A pip is the price move in a given exchange. understanding the change in value helps to manage their trading strategy. Traders often use pips to measure gains and losses. a pip measures the amount of change for an exchange rate for a currency pair. Most currencies are priced four decimals excluding jpy.
For currency pairs displayed to 4 decimal places, one pip = 0.0001.
Yen-based currency pairs are displayed to only two decimal places (0.01)
For a trader to say "I made 55 pips on the trade" for instance, means that the trader profited by 55 pips(vice versa for losses).
The monetary value of each pip depends on three factors: the currency pair being traded, the size of the trade, and the exchange rate.
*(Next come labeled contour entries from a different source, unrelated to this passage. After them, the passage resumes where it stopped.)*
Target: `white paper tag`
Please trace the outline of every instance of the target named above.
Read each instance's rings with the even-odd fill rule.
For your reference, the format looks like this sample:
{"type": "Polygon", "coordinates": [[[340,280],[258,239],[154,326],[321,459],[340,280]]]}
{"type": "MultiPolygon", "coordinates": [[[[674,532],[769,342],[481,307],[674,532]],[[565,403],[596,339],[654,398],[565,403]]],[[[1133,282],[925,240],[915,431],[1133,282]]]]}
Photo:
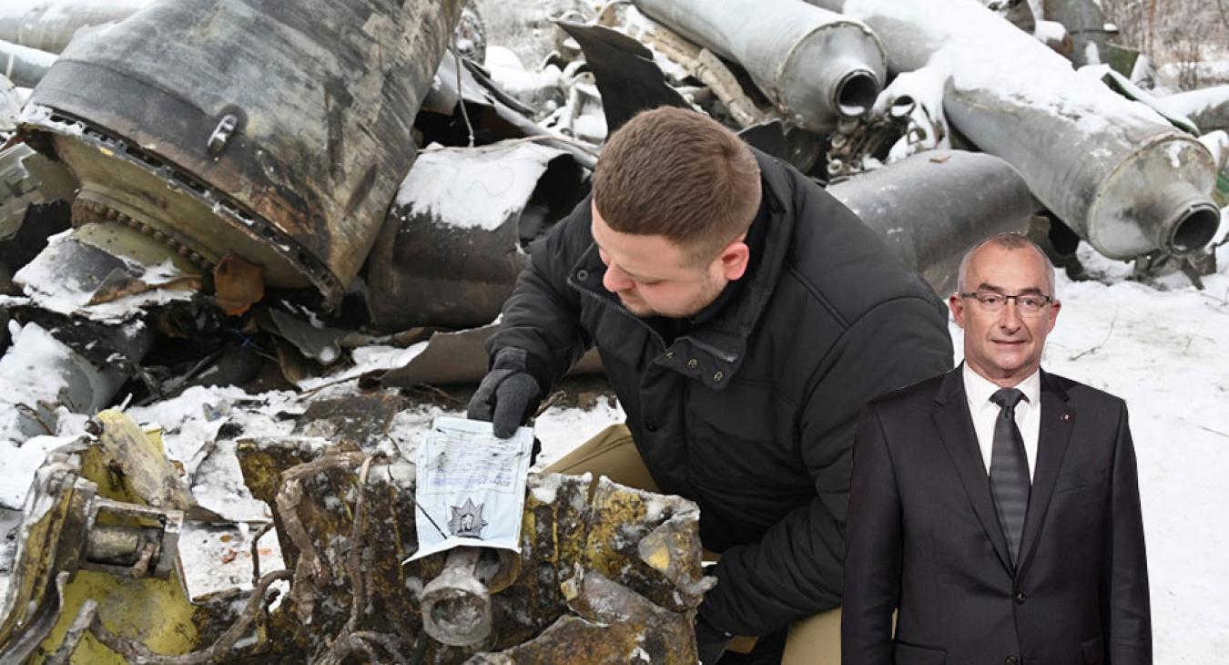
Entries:
{"type": "Polygon", "coordinates": [[[418,445],[414,561],[460,545],[521,551],[533,430],[499,439],[490,423],[440,417],[418,445]]]}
Based on these factors the variance of even a single pip can have a huge impact on the value of the open position.
A $175,000 trade involving the AUD/NZD pair is closed at 1.2703 after losing 17 pips. Number of NZD per pip: 175,000 × 0.0001 = 17.5
Per Pip Value: 17.5 ÷1.2703 = 13.78 AUD per pip
Trade Profit / (Loss):(17) pips × 13.78 = (-234.26) Australian Dollars
In conclusion, one of the first things that an individual should learn when it comes to the market is how to measure loss and how to assess price moves . A thorough fundamental knowledge will provide the vehicle and be a strong catalyst to supplying that need. Thanks for taking the time in reading this, and welcome to this fiesta called the Forex market.